Sumber: google.com
Untuk mengikuti #RabuMenulis dari editor Gagas Media. Ditulis hanya dalam waktu 15 menit
Ada yang meledak dalam dadaku, bergemuruh, dan aku
sekuat tenaga menahannya. Aku seringkali begitu, terbakar emosi di saat temanku,
Diana hampir tak dapat menahan gairah asmaranya setiap melihat wajah tampan
lelaki itu. Lelaki yang berhasil mencuri mata, hati, dan seluruh tubuhnya. Ia
dibuat gelap mata oleh kekasihnya sendiri, Arnold. Lelaki itu merayu temanku
begitu hebat hingga tubuhnya runtuh dikuasainya. Aku masih ingat betul ia
bercerita seperti itu.
Berkali-kali ia bilang
bahwa cinta tak selamanya indah, cinta harus dinikmati agar terasa
keindahannya. Entah diracuni apa pikirannya saat itu, ia begitu terbuai dituntun
ke sebuah apartemen dekat asrama tempat kami berkuliah.
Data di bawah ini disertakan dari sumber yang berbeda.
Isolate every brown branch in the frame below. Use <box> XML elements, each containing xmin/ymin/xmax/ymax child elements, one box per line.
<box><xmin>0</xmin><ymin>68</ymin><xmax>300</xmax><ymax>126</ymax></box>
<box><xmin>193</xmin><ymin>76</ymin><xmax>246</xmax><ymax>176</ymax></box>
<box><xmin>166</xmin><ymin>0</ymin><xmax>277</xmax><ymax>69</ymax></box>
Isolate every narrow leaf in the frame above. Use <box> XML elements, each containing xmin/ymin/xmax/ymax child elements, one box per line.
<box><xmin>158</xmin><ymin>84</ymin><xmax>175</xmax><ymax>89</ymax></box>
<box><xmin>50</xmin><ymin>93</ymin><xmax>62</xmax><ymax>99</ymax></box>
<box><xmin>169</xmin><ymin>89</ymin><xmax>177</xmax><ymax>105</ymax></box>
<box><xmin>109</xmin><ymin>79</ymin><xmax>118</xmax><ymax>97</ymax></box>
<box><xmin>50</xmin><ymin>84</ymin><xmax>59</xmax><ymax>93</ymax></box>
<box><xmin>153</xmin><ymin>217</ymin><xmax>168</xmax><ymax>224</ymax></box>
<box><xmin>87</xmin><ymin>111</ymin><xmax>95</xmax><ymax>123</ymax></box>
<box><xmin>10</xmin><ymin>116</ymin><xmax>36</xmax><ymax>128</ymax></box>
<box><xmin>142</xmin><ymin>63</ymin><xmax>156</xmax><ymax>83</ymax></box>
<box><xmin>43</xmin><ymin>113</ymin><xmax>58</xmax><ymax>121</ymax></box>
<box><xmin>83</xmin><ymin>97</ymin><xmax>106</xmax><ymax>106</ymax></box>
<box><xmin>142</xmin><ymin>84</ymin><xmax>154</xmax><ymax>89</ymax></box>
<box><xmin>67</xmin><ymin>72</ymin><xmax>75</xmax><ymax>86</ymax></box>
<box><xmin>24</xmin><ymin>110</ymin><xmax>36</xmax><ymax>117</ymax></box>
Mungkin salahku juga
tak dapat menahan langkahnya mengekor bersama Arnold.
Aku masih ingat, lelaki
berambut cokelat itu menggenggam tangan temanku begitu eratnya. Terlihat
uratnya menegang di bagian punggung telapak tangan. Sembari berjalan perlahan, aku mendengar lelaki itu berkata, ‘Sayang,
maukah menikmati malam ini dengan indah?’. Kedua telingaku seakan terbakar
mendengar ajakan menjijikan itu. Diana sempat memalingkan pandangannya ke
arahku, namun ia tak dapat berucap apa-apa.
Malam itu, kami bertiga
ada di sebuah jalan kecil di depan gerbang kampus. Langit sudah gelap dan jam
tanganku menunjukkan pukul sepuluh malam. Lampu jalan cahayanya remang-remang. Kami
berhenti berjalan tepat di bawah lampu jalan tersebut. Aku ada di sebelah kanan
Diana dan Arnold di sebelah kirinya.
Diana sebenarnya ingin
pulang bersamaku, tapi entah kenapa ia mengurungkan niat tersebut. Mungkin,
malam itu adalah malam minggu dan ia ingin melewati malam bersama kekasihnya. ‘Maksud
kamu apa menikmati malam ini dengan indah?’ temanku balik bertanya.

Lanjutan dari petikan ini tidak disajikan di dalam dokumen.